Bibliographic Information: Downey, R. (2001). Love is a family. New York, NY: HarperCollins.

Brief Annotation: Lily is nervous for Family Fun Night at school. Her family isn’t like her friend Melissa’s- it’s just Lily and her mom. Lily reluctantly attends Family Fun Night with her mom, and learns that a family isn’t defined by its size, but by the love that holds the family members together.

Genre: Contemporary Realistic Fiction

Grade Level: PreK-4

Readers who will like this: Readers who are children of single parents; readers who are interested in family dynamics; readers who enjoy stories with messages of acceptance.

Rating/Response: 4.5; There are so many positive aspects of this book. Lily is a relatable and believable character, and her relationship with her mother is both loving and conflicted. Lily’s fears are expressed and resolved respectfully. The families portrayed at Family Fun Night include other single mothers, single fathers, children with stepparents, children who have been adopted, and children who live with grandparents, hitting a wide variety of family structures. The closing message is lovely and heartfelt. The only thing I would change about this book would be to correct the glaring omission of a family with LGBT parents.

One question you would ask before a read aloud: No two families are exactly the same. What do you think makes a family a family?

Reading Strategy: Quickwrites (Yopp & Yopp, p. 51-52)

In a quickwrite, students are given a prompt before a read aloud or lecture, and asked two write their response to the prompt in a journal or on a piece of paper. This introduces students to the topic about to be discussed. It can also serve as a form of pre- or formative assessment for the teacher. A quickwrite would work well for Love is a Family, as the students could record their definitions about what makes a family prior to and after reading or being read the text. This could help students identify ways in which they did or didn’t change.


The Egyptian Cinderella

Title: The Egyptian Cinderella by Shirley Climo

Bibliography: Climo, S. (1989) The Egyptian Cinderella. New York, New York: Harper Collins Publishers.

Annotation: As a baby, Rhodopis was stolen from her home in Greece and sold as a slave in Egypt. The servant girls teased her, for she looked very different from them, and she was a slave. One day her master saw her dancing in the garden with her animal friends and declared that she would no longer go barefoot. The servant girls continued to tease her, saying that she could not sail to Memphis to see the Pharaoh because she had chores to do. While washing linens, a falcon, the symbol of the God Horus, grasped one of her slippers and flew away. Meanwhile, in Memphis, the Pharaoh grew bored until the falcon dropped the slipper into his lap. The Pharaoh took this act as a sign from the gods that he should marry the maiden whose feet fit this slipper. The Pharaoh journeyed to distant cities in search of his bride, finally Rhodopis was able to try on the slipper and the Pharaoh declared her the most Egyptian of all for her eyes were as green as the Nile, her hair as feathery as papyrus, and her skin as pink as a lotus flower.

Genre: Folktale

Grade Level: 1-4

Readers who will like this book: Young readers interested in ancient Egyptian culture and how it may influence folktales will love this book! It also teaches the reader the valuable lesson that diversity should be celebrated, not pushed under the rug.

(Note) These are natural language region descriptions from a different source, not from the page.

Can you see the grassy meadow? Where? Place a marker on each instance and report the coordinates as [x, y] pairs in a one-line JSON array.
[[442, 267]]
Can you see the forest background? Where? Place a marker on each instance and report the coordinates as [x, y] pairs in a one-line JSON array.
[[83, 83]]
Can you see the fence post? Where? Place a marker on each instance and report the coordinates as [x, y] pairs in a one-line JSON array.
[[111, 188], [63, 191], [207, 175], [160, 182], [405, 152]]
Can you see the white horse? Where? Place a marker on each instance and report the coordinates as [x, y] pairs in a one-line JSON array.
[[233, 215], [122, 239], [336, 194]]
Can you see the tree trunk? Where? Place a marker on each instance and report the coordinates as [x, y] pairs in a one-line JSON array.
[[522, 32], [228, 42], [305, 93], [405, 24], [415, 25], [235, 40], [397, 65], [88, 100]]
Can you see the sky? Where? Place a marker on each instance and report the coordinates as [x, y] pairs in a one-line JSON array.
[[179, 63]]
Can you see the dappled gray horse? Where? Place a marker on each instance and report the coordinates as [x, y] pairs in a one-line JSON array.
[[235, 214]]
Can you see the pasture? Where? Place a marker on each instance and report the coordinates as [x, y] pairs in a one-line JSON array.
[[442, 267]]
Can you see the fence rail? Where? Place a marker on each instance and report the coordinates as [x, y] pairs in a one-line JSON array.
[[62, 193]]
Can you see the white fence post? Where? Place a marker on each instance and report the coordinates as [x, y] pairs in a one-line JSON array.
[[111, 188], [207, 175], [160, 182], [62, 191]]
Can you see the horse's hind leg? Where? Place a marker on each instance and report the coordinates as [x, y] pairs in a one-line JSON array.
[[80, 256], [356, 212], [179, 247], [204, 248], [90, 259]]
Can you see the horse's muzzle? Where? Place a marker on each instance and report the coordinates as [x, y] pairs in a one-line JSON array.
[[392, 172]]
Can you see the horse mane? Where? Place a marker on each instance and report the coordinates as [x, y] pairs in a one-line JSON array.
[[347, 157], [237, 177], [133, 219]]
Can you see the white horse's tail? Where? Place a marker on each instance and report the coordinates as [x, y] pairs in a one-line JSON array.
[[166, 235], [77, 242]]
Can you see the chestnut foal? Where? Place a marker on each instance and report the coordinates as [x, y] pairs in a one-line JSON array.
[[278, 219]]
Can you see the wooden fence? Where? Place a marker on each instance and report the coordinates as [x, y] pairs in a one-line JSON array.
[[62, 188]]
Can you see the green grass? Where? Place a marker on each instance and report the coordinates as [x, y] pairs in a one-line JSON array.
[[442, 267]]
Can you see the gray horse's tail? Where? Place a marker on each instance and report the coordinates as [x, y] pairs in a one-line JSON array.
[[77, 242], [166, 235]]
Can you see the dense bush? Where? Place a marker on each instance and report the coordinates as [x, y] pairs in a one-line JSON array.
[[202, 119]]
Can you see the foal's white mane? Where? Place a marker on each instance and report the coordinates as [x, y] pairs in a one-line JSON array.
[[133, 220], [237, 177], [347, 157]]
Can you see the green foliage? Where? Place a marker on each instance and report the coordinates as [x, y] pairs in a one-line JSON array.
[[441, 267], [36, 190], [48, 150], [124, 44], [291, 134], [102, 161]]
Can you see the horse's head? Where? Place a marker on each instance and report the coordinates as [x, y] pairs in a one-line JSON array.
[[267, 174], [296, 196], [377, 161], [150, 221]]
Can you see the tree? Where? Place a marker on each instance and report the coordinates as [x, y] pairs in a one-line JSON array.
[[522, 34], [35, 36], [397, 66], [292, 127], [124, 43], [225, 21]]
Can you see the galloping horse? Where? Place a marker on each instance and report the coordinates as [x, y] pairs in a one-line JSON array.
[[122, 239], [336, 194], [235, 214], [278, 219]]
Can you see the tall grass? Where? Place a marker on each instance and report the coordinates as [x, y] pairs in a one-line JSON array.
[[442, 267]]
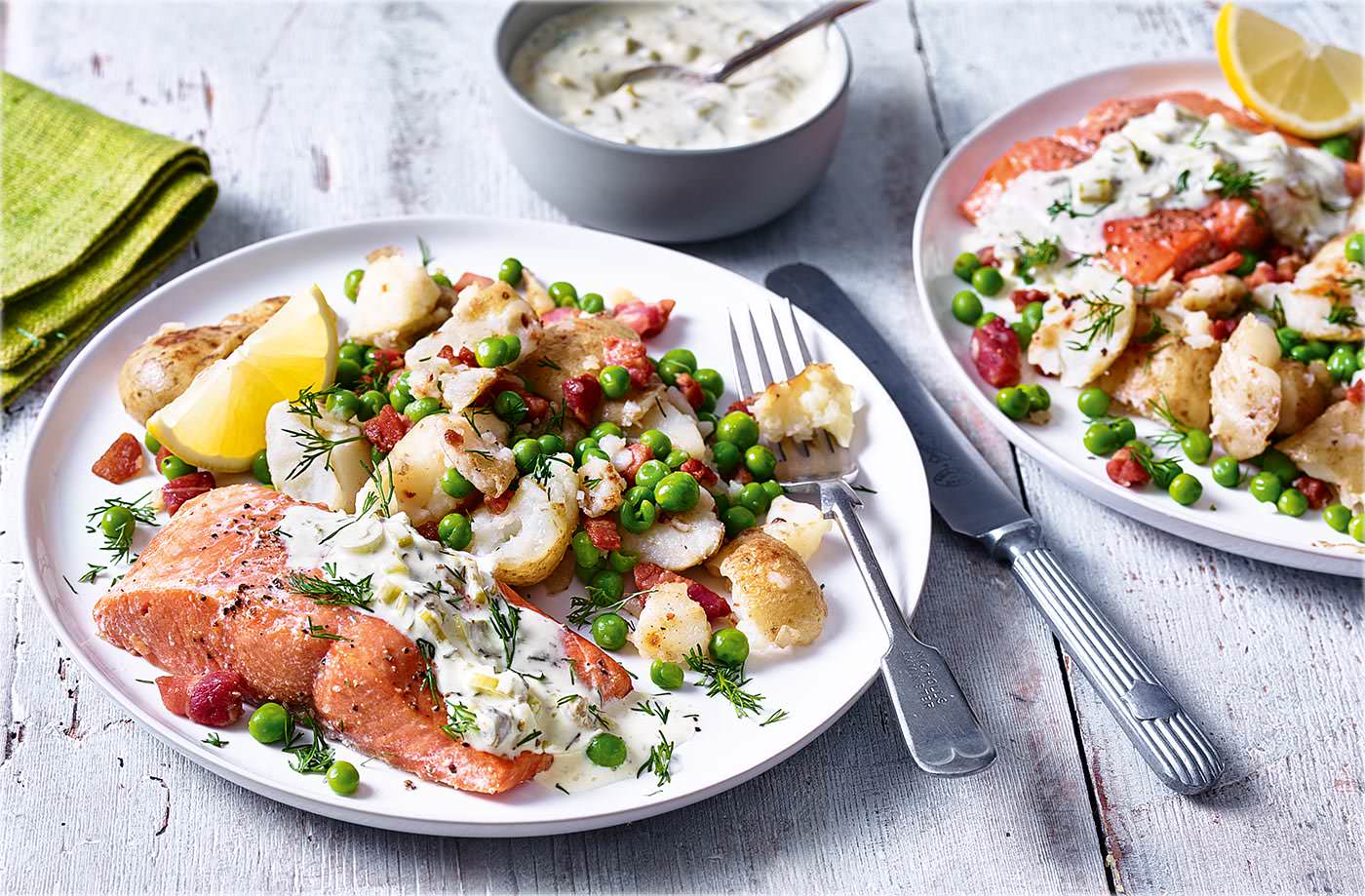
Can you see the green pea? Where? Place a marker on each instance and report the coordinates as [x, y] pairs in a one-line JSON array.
[[454, 531], [1197, 446], [1185, 489], [115, 521], [1012, 402], [737, 520], [1342, 146], [710, 380], [509, 408], [1101, 440], [987, 280], [400, 396], [509, 271], [754, 499], [1292, 503], [261, 467], [173, 467], [727, 456], [1037, 396], [638, 517], [1355, 249], [1094, 402], [351, 286], [678, 493], [1228, 473], [268, 722], [965, 265], [729, 646], [425, 408], [680, 357], [966, 307], [343, 777], [586, 555], [1337, 517], [621, 562], [371, 403], [606, 750], [609, 583], [564, 293], [614, 380], [666, 675], [344, 403], [526, 452], [657, 442], [739, 429], [488, 351], [1266, 487], [609, 631]]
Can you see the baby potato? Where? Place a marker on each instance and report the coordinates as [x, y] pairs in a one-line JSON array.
[[671, 623]]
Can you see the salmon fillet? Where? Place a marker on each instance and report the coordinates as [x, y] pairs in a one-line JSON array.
[[211, 593]]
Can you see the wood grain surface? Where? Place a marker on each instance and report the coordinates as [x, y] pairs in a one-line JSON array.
[[317, 113]]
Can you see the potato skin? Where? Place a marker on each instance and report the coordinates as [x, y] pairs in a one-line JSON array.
[[161, 368]]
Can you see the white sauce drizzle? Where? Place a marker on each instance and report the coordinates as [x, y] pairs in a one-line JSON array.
[[569, 65]]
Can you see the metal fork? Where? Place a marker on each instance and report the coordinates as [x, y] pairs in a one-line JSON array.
[[939, 726]]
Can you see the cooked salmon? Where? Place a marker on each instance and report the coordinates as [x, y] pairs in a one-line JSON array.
[[211, 593]]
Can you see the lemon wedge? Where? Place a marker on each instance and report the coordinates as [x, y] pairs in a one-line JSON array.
[[1294, 84], [218, 422]]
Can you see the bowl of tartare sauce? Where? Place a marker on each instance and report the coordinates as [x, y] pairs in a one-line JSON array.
[[665, 159]]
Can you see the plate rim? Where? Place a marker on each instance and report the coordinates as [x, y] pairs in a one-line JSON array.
[[262, 786], [1177, 520]]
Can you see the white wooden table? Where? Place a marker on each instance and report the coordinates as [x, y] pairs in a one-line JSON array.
[[316, 113]]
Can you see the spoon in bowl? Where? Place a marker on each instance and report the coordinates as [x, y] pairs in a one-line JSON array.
[[822, 16]]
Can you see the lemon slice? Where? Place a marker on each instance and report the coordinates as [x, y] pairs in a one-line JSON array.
[[218, 422], [1299, 86]]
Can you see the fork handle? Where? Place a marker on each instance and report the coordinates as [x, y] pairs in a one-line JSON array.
[[939, 726], [1174, 746]]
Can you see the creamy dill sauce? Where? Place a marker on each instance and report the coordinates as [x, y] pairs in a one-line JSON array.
[[569, 68], [1143, 167], [448, 604]]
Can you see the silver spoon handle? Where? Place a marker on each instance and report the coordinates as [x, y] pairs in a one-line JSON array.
[[828, 13]]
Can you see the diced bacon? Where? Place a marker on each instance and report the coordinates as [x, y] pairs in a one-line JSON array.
[[691, 389], [122, 460], [645, 319], [1024, 296], [467, 279], [603, 533], [699, 472], [639, 453], [582, 396], [214, 698], [995, 351], [386, 428], [1125, 469], [180, 489], [1317, 492]]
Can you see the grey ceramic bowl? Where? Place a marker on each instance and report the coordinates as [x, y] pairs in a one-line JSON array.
[[658, 194]]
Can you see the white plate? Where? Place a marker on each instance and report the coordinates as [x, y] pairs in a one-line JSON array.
[[1239, 525], [814, 684]]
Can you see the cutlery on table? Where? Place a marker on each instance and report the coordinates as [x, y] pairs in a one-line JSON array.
[[973, 501], [939, 726]]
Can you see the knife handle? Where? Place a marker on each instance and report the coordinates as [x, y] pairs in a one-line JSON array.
[[1174, 746], [938, 724]]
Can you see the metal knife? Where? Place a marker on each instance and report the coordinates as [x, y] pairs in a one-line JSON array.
[[973, 501]]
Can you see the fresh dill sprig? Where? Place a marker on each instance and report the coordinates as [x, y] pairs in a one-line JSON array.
[[333, 590]]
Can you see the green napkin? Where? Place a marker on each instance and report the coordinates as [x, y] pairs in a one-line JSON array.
[[92, 211]]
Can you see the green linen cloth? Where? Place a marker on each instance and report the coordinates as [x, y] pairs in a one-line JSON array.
[[91, 211]]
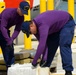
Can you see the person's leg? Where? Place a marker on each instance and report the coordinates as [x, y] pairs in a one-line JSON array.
[[7, 54], [66, 36], [52, 43]]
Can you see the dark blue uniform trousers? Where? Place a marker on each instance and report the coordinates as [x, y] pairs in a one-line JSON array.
[[7, 54], [63, 39]]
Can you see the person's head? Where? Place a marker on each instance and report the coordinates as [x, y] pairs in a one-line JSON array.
[[29, 27], [23, 8]]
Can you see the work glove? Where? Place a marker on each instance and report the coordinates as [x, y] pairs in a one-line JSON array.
[[34, 66], [10, 47], [43, 63]]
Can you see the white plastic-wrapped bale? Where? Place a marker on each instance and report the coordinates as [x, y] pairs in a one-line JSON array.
[[18, 69], [26, 69]]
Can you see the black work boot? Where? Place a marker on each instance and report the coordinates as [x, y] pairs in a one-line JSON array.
[[68, 73]]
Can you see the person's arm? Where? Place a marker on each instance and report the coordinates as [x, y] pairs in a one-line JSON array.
[[43, 31], [44, 55], [4, 21], [16, 31]]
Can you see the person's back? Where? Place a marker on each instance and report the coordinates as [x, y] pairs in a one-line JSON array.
[[54, 19], [11, 16]]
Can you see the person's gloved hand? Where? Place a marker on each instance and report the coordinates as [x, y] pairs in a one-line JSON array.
[[43, 63], [34, 66], [10, 47]]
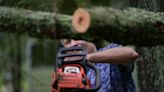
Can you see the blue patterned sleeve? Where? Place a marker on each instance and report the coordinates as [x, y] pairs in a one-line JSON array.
[[129, 67]]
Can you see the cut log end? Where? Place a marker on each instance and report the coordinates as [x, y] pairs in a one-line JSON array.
[[81, 20]]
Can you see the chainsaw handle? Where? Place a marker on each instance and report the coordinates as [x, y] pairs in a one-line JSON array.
[[61, 55]]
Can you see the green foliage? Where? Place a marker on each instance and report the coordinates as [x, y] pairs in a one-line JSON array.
[[44, 5], [43, 52]]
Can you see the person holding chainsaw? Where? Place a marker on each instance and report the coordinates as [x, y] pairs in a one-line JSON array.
[[114, 61]]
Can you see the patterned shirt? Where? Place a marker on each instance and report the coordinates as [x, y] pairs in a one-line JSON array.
[[114, 77]]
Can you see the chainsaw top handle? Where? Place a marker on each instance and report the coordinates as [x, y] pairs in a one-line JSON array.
[[62, 53]]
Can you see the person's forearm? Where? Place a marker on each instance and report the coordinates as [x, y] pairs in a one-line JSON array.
[[121, 55]]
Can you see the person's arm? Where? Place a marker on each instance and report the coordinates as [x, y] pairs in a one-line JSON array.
[[119, 55]]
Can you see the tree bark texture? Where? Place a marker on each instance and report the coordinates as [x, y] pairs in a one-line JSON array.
[[34, 23], [129, 26]]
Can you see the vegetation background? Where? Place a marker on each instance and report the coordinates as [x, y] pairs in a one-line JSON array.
[[26, 63]]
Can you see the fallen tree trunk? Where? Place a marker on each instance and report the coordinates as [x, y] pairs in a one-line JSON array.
[[132, 30], [35, 23], [129, 26]]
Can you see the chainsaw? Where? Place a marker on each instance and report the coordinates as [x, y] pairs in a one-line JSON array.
[[71, 76]]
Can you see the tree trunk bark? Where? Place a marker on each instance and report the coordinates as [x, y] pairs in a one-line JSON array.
[[34, 23], [128, 26]]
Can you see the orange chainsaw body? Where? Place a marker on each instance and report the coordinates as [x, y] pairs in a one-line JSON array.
[[63, 80]]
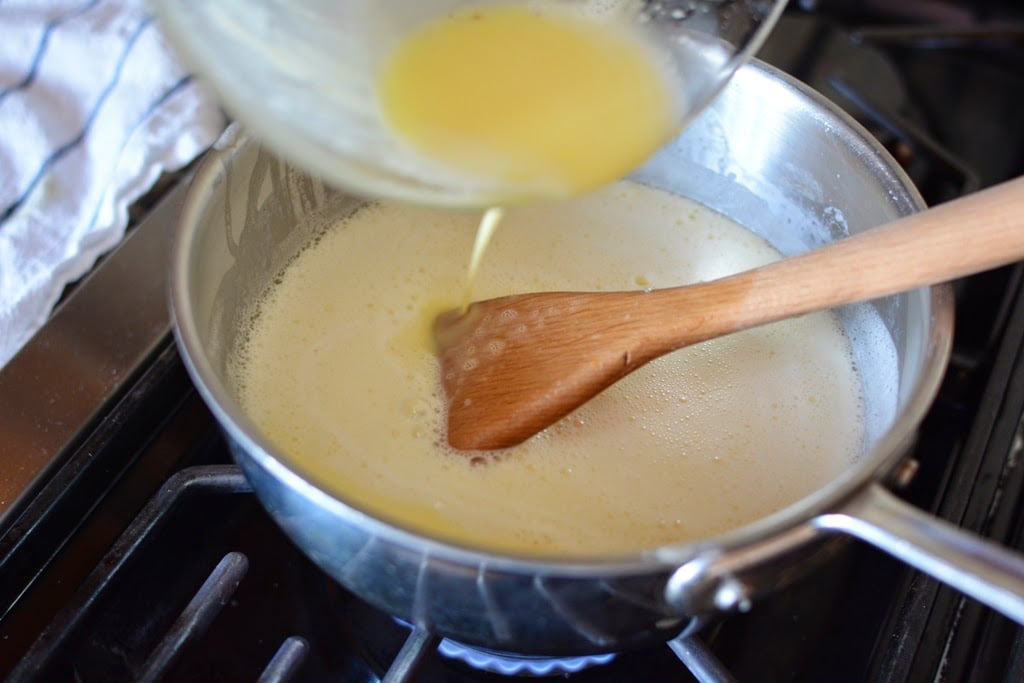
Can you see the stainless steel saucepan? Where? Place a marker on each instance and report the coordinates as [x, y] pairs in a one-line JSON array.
[[770, 154]]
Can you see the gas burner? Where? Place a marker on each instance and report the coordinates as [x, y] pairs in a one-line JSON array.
[[519, 665]]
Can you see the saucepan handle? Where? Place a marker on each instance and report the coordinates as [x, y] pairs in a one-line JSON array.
[[980, 568]]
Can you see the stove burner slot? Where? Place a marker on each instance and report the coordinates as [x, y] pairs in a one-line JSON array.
[[287, 662], [198, 614], [419, 644], [699, 659]]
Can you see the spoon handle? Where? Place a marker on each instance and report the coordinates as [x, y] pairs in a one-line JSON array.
[[977, 232]]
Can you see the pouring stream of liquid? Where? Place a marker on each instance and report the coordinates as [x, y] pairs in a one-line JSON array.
[[515, 365]]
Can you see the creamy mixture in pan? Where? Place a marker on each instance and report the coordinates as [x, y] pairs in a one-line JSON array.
[[337, 370]]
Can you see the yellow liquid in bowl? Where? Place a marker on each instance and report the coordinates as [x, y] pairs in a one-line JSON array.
[[547, 102]]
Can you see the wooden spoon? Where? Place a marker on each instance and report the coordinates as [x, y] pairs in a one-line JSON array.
[[515, 365]]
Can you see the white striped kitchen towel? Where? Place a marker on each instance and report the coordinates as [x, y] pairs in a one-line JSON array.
[[93, 108]]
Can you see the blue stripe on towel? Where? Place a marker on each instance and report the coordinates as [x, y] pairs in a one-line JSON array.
[[57, 154], [44, 41], [154, 105]]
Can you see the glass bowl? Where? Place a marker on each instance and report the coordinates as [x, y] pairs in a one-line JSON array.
[[302, 75]]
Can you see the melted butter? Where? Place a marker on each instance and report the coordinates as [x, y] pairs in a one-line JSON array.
[[548, 101], [695, 443]]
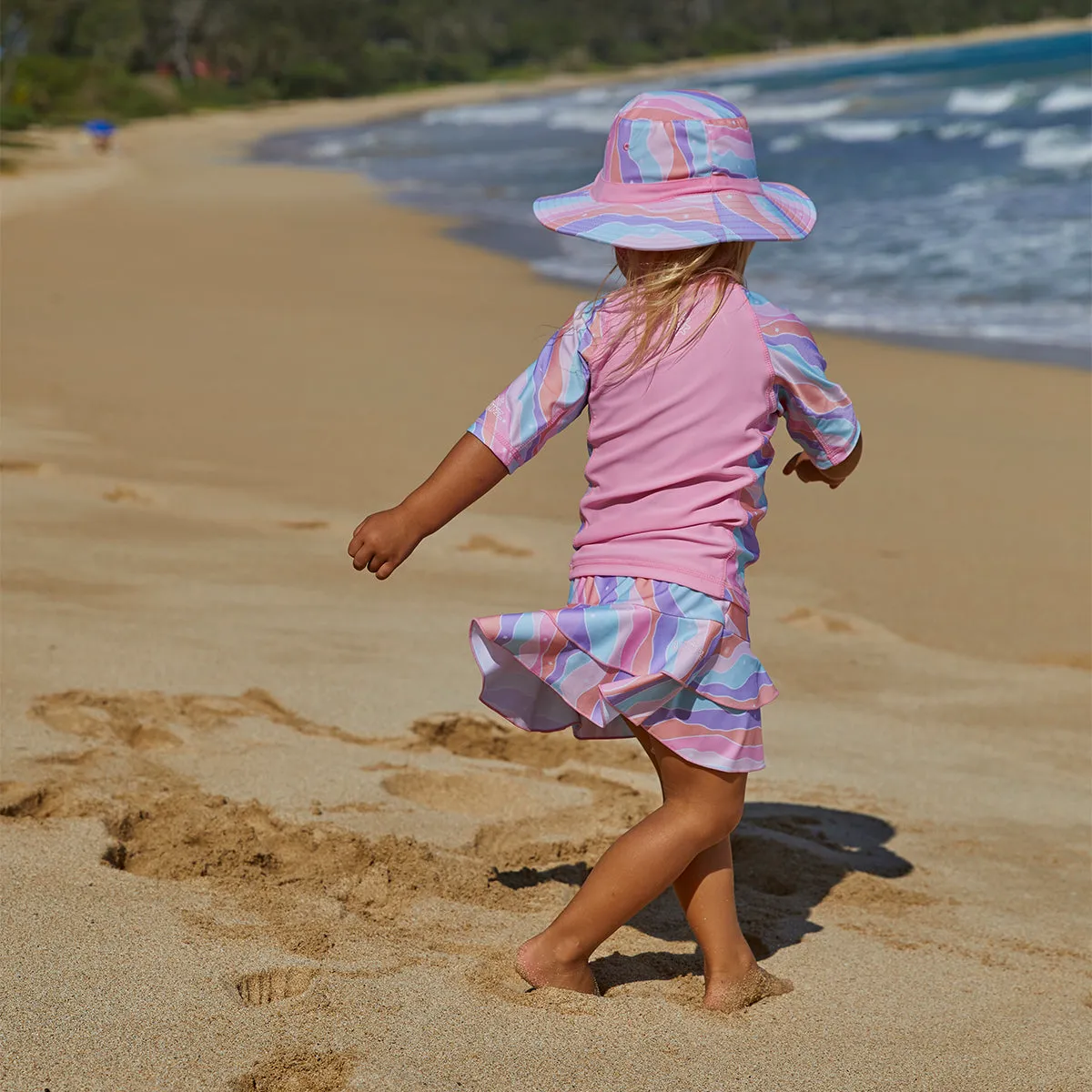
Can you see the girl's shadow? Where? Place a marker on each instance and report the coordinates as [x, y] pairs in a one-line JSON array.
[[787, 860]]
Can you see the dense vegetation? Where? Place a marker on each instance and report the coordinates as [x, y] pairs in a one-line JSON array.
[[64, 60]]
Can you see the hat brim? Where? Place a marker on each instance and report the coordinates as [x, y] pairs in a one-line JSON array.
[[779, 213]]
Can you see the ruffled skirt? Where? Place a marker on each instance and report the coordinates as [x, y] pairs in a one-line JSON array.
[[671, 660]]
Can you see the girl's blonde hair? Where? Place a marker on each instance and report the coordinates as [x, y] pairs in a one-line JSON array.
[[658, 298]]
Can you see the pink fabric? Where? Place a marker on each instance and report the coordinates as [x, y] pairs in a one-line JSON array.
[[671, 448], [678, 450]]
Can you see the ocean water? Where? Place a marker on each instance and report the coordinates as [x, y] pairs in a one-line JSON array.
[[954, 185]]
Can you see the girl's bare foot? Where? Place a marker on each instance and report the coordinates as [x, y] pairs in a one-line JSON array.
[[731, 994], [541, 966]]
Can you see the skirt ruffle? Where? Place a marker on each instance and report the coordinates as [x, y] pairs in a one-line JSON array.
[[671, 660]]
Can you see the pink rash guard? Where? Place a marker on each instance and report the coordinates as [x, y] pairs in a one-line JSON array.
[[677, 450]]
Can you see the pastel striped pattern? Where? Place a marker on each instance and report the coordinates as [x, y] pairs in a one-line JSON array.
[[818, 413], [681, 137], [672, 661], [544, 399]]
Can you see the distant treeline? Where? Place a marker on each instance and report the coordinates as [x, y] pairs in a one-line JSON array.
[[65, 60]]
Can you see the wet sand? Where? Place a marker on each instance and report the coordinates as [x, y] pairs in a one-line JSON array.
[[258, 834]]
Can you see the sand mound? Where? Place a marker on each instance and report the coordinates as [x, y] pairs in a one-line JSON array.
[[298, 1071]]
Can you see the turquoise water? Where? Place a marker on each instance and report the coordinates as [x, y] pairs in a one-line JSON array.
[[954, 185]]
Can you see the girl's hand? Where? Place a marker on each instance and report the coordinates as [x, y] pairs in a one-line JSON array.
[[383, 541]]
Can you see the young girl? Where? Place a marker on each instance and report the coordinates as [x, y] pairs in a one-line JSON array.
[[683, 372]]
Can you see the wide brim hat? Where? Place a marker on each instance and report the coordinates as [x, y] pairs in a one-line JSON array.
[[680, 172]]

Personal Response and rating: 5; this book, while capturing a fabulous version of Cinderella, also promotes embracing diversity. The Egyptian Cinderella is a symbol of loving yourself for who you are and not changing to fit in.

Question: What might be different about an Egyptian Cinderella, compared to the Cinderella(s) we have discussed before?

Reading Strategy:

a.) Story Board

b.) Storyboards are a sequence of cards on which the illustrations from The Egyptian Cinderella have been attached. Ask the students to create a timeline of events from the illustrations.

c.) Using a storyboard for this book will help the teacher evaluate the comprehension of the students pertaining to the book. If being used in a unit on comparing different versions of Cinderella stories, this would be a great first lesson, a great foundation for scaffolding.